Saat aku berdiri dan beranjak untuk pergi, tiba-tiba aku sadar perutku
kekenyangan dan aku jadi susah untuk berjalan, seperti wanita hamil saja. Masih
hari itu juga, aku duduk-duduk bersama seorang wanita yang sudah menjadi
seorang nenek. Ia membersihkan rumput-rumput dari padinya sambil bernyanyi
“Hamil Sepuluh Bulan” untukku. Aku sangat suka duduk-duduk ditepi sawah hingga
menjelang senja. Ketika sinar matahari menerobos dahan-dahan pohon yang rapuh,
aku akan mengamati para petani berjalan
pulang ke rumah. Mereka berjalan melewatiku sambil berkipas-kipas.
Aku
berkeliaran hampir disetiap sawah, bahkan aku tidak ingat sawah siapa yang
pernah dan belum pernah kudatangi. Aku berjalan menuju sawah berikutnya dan aku
sering mendengar para petani berteriak, “Hei, anak itu kesini lagi!”. Dengan
demikian, orang-orang di desa tahu bahwa gadis kecil yang suka bercerita itu
datang lagi. Sebenarnya aku belajar
semua cerita itu dari mereka. Aku mengerti benar apa pun yang menarik perhatian
mereka secara alami juga akan membuatku tertarik.
Sekali
aku pernah melewati perempuan tua yang tanganya berdarah dan wajahnya tertekuk
sedang duduk di atas bukit. Kesedihan begitu menguasai dirinya. Ia mengangkat
kepalanya dan melihatku datang, dan tangisanya malah semakin keras. Aku
bertanya padanya, apa yang membuatnya sedih seperti itu. Sambil membersihkan
tanah yang menempel di celananya, ia bercerita kepadaku dengan marah tentang anaknya
yang tak tahu diuntung. Saat kutanya apa yang dilakukan anaknya, ia
memukul-mukul semak tanpa menjelaskan apa-apa. Aku langsung menebak perempuan
tua itu pasti sedang kesal dengan menantu perempuannya.
Ini
adalah “aku” sepuluh tahun yang lalu, Saat itu aku berbaring diantara dedaunan
dan rumput, lalu tidur selama dua jam penuh. Selama aku tertidur, kakiku
dirayapi semut, bahkan saat aku tertidur lelap pun jariku dengan cepat menjentikkan
semut-semut itu, mengusir mereka pergi. Aku merasa sedang berada di tepi
pantai, dan gema teriakan lelaki tua yang sedang membuat gubuk bambu begitu jauh kedengaran dari telingaku. Aku
terbangun dari mimpiku, dan suara orang yang sedang memanggil itu begitu jelas terdengar. Aku segera berbalik dan
kulihat lelaki tua di tengah sawah terdekat sedang berusaha membujuk anaknya
untuk ikut berkerja.
Perasaanku
tersntuh melihat wajah gelap lelaki tua itu tersenyum di bawah sinar matahari.

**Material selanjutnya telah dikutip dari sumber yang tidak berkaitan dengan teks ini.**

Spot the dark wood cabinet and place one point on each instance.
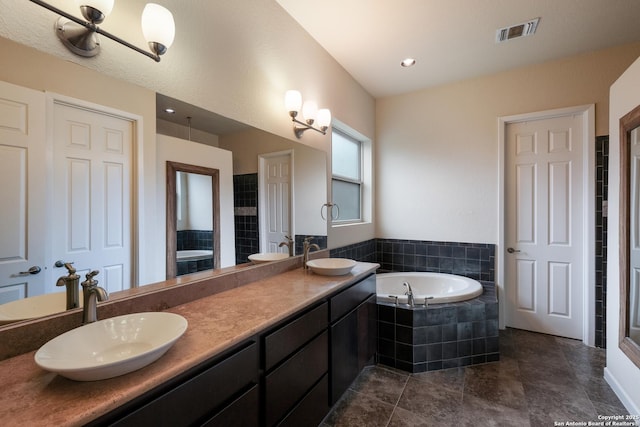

Keriput diwajahnya bergerak-gerak dengan gembira. Wajah yang berlumuran lumpur
bagaikan jalan setapak kecil di antara sawah. Aku dan lelaki tua itu duduk di
bawah pohon asam yang rindang. Dan di senja yang cerah itu, ia mulai
menceritakan kisah hidupnya.
Ketika
aku bertambah sepuluh tahun. Betapapun
inginnya, aku tidak akan pernah kembali pada keceriaan masa itu. Masa di mana
aku bisa terbang dengan bebasnya seperti burung. Kini, aku dipenuhi dengan
persoalan dan kekhawatiran. Aku nyaris melupakan diriku sendiri.